Я ревную этого сукиного сына. Ревную так сильно, что сжимаю руки в кулаки, сдерживая острую потребность отхлестать его по роже.
— Не смотри на меня такими сумасшедшими глазами, сладенькая, — улыбается Блайт, плотоядно облизывая губы. — А то ведь еще раз поцелую.
Стараясь не уронить достоинство еще ниже, оцениваю расстояние между нами — он точно до меня не дотянется. Блайт выразительно следит за моими шагами и лишь вскидывает бровь. В голубом взгляде читается насмешливое: «И это все?»
— Сделаешь так еще раз, — злюсь я, — и узнаешь, каким приемам обучил меня Грим против таких, как ты.
— Таких, как я? — Белая бровь выразительно надламывается. — Можно поподробнее, сладенькая?
— Если думаешь, что ты и Райль… — Слова застревают в горле, и я маскирую негодование кашлем. — Она — моя младшая сестра, ей всего семнадцать, и при том приданом, которое она получит, Райль заслужит только достойный, умный, бескорыстно и беззаветно любящий ее мужчина.
Блайт отвешивает чинный поклон — и это тоже очередная клоунада.
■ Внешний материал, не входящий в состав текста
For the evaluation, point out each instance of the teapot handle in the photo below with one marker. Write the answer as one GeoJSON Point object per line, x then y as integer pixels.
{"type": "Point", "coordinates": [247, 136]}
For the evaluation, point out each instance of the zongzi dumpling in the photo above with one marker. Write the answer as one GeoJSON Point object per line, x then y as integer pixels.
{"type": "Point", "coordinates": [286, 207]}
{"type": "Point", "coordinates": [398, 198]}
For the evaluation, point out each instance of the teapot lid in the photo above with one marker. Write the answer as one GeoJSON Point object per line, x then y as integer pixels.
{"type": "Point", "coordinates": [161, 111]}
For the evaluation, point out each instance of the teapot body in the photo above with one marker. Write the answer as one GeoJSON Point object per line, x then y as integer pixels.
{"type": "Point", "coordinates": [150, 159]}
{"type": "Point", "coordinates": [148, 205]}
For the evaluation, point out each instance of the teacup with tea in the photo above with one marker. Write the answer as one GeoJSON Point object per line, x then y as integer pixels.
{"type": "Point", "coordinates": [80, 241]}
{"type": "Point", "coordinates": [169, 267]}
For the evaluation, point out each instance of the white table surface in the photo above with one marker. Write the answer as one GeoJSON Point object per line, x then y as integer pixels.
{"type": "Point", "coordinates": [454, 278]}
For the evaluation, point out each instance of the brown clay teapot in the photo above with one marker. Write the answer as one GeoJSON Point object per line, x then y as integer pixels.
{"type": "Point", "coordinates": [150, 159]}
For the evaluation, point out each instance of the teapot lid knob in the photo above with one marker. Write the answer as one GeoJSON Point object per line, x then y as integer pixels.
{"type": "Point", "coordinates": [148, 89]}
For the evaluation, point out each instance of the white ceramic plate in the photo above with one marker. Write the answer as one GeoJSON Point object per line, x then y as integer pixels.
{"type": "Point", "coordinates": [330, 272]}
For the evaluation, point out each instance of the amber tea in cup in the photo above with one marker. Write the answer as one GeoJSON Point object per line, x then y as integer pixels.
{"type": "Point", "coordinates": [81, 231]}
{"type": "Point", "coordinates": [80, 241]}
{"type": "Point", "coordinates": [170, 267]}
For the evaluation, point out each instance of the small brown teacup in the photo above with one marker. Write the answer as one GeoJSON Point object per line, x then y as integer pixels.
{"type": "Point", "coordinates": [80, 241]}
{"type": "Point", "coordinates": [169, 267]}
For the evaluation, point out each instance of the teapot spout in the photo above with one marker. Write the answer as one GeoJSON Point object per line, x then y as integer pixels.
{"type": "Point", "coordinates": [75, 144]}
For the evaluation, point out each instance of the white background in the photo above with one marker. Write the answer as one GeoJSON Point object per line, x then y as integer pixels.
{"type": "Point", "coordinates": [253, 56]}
— Уверяю, сладенькая, меня не интересуют ее деньги. Я умен, хитер и осторожен, а моя божественная кровь просто уникальна.
Со страхом жду, что он скажет о неземной любви, и Блайт, воспользовавшись моим замешательством, в два шага оказывается рядом. Снова обнимает, и мы одновременно смотрим на то, как естественно приживаются друг к другу наши обнаженные плечи. Пальцы скользят по моей руке, и я думать забываю о холоде. Кажется, теперь мне очень бы пригодился свеженький сугроб, чтобы нырнуть туда с головой.